Cronaca
Il premier Berlusconi è iscritto nel registro degli indagati a Trani, insieme al direttore del Tg1 Minzolini e al commissario Agcom Innocenzi. A confermarlo ai microfoni di CNRmedia è stato l'inviato de 'La stampa' Guido Ruotolo. Se il ddl intercettazioni fosse stato in vigore il marzo scorso non avreste mai letto questa notizia.
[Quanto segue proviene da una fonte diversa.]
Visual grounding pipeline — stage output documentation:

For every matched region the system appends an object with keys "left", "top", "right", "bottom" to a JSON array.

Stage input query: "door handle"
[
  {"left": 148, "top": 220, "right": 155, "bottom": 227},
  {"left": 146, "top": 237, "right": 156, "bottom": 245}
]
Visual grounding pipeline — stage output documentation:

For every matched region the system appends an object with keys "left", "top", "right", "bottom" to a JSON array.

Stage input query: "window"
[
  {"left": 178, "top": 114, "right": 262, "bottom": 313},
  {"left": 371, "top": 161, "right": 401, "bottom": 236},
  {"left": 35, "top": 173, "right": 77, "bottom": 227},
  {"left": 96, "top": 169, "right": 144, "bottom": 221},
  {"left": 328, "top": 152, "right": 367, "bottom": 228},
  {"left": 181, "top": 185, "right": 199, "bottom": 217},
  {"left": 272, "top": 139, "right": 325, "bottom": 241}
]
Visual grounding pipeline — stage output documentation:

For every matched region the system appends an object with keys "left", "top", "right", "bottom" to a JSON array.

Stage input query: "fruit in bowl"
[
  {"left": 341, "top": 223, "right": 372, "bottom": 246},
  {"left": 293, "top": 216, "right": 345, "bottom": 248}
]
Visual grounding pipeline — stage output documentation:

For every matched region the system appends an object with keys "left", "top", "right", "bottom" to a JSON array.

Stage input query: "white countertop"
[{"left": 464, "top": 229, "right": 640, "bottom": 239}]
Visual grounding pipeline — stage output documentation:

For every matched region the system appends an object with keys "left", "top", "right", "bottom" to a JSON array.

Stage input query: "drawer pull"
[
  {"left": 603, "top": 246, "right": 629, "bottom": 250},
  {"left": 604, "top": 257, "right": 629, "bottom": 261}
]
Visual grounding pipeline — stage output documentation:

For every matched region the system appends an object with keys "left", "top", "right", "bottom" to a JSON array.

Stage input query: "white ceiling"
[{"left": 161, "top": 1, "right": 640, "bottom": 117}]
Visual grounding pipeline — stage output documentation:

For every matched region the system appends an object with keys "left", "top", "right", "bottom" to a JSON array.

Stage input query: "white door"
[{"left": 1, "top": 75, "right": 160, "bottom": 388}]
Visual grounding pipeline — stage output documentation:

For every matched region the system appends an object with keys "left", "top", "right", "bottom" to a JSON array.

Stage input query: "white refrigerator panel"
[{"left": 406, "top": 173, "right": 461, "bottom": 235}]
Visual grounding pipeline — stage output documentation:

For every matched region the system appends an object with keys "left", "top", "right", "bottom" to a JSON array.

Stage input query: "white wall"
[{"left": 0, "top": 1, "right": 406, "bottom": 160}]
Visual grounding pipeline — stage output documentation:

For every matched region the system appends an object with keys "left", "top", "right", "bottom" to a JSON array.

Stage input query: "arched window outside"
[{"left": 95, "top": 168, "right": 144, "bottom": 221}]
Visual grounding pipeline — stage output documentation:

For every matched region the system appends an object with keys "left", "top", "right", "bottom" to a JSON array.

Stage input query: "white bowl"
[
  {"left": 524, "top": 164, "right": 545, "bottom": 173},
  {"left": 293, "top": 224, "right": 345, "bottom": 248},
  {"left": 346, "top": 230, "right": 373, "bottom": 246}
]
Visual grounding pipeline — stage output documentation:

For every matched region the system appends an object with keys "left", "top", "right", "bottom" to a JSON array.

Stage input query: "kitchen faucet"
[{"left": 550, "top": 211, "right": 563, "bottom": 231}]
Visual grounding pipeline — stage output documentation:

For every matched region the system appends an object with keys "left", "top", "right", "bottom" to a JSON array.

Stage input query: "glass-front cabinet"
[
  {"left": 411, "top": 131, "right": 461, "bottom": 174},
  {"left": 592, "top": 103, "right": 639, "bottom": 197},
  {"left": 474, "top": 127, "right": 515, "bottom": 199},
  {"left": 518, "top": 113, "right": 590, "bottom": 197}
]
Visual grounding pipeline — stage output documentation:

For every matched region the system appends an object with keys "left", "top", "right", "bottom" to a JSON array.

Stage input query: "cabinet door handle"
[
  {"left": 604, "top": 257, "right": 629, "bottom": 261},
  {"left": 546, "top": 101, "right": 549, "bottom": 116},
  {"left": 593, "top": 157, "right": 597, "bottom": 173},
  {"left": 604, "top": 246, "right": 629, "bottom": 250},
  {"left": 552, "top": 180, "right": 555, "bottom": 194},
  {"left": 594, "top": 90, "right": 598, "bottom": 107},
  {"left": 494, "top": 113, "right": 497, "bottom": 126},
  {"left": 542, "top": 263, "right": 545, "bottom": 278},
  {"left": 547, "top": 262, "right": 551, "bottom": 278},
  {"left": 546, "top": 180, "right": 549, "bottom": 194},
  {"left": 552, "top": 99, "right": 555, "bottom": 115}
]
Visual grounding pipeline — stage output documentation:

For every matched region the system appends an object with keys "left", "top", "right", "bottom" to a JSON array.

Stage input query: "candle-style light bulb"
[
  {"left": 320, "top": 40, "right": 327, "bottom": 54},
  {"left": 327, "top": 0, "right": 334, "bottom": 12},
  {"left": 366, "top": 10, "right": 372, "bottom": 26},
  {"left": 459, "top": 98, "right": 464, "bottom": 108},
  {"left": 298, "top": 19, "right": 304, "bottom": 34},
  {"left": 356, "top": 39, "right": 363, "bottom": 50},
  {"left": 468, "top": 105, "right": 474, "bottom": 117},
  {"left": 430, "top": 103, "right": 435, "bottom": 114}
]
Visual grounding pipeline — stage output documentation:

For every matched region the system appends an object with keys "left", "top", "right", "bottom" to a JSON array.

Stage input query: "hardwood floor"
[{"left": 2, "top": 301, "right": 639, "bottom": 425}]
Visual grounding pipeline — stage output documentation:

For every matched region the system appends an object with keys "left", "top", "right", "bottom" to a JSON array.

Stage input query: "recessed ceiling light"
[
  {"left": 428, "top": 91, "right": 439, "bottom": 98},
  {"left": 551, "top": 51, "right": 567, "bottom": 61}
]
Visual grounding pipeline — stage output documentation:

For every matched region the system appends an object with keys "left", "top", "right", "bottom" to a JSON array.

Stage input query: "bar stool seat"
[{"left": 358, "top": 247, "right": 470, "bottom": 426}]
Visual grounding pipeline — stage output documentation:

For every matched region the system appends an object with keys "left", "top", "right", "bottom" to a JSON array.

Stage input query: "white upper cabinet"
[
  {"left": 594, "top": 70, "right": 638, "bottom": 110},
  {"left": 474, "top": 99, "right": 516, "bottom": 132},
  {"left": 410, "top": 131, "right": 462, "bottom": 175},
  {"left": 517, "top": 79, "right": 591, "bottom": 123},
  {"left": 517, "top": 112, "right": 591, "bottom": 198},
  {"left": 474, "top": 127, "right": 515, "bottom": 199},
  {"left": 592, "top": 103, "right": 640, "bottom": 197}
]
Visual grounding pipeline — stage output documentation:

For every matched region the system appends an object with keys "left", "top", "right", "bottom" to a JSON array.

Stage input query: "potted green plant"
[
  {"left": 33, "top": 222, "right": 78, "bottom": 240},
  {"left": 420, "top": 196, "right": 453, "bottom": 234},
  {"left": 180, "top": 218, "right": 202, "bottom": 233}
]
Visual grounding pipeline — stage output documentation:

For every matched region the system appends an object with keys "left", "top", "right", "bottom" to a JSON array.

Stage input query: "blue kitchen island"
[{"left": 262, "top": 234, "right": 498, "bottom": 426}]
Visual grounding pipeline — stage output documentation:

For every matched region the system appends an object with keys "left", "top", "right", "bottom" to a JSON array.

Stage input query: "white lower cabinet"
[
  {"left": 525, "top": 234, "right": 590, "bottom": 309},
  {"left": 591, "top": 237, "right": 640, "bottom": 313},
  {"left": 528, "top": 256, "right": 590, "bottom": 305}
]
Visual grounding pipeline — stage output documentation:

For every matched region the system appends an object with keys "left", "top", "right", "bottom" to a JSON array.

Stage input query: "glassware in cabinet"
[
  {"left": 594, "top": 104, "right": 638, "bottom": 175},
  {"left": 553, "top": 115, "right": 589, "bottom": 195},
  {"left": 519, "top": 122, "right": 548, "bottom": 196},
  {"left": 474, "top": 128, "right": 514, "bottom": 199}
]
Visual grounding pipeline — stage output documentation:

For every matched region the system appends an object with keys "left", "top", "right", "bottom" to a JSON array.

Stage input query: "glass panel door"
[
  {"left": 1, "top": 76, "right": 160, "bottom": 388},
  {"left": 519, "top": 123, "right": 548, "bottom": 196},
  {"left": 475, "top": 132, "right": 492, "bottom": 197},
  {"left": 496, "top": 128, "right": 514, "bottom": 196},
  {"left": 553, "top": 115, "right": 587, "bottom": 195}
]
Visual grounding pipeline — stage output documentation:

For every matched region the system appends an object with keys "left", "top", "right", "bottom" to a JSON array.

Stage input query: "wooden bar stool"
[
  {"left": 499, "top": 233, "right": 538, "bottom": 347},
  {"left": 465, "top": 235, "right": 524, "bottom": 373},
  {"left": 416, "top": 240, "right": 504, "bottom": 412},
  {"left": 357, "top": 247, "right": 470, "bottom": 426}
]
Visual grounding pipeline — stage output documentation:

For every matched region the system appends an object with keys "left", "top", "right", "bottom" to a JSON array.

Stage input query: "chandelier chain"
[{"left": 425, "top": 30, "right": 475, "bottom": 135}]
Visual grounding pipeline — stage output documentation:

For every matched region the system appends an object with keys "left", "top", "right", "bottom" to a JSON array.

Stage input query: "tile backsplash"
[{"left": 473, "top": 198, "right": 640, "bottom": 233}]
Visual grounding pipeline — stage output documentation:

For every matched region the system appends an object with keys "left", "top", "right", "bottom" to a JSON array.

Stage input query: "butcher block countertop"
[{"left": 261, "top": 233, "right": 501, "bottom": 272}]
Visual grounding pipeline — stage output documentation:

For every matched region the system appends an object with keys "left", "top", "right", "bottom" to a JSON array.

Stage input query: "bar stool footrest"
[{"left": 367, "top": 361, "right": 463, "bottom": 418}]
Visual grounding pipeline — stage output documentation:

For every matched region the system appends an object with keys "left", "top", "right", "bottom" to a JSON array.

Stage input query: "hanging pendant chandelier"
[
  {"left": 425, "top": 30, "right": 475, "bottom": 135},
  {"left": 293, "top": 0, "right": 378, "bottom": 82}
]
"A Trani è indagato il presidente del consiglio Silvio Berlusconi, è indagato il commissario Innocenzi, è indagato il direttore del TG1 Minzolini", ha detto ai microfoni di CNRmedia l'inviato de 'La stampa' Guido Ruotolo da Trani. "Per quanto riguarda i reati, non credo che la concussione riguardi tutti e tre. Credo riguardi il presidente del consiglio che dalla sua posizione di autorità ha cercato di avere trasmissioni meno critiche nei suoi confronti", prosegue Ruotolo."Esistono diverse intercettazioni tra il direttore del TG1 Augusto Minzolini e il presidente del consiglio Berlusconi, tra il premier e il commissario dell'Agcom Giancarlo Innocenzi, che sono un po' il cuore dell'inchiesta di Trani, che riguarda proprio le pressioni che il presidente del consiglio Berlusconi avrebbe fatto per mettere i bastoni tra le ruote a trasmissioni televisive che non gli piacciono, come 'Annozero' o 'Parla con me' di Serena Dandini", aggiunge l'inviato. "Certo, non c'è ancora nessun atto ufficiale pubblico che certifichi l'esistenza dell'inchiesta ma questo è il nostro mestiere di cronisti giudiziari - aggiunge Ruotolo - oggi sono qui a Trani, non ho nessun dubbio in proposito e lo scriverò per i lettori del quotidiano 'La stampa': esiste un'inchiesta e coinvolge il presidente del consiglio, il direttore del TG1 e un commissario dell'Agcom", ha concluso.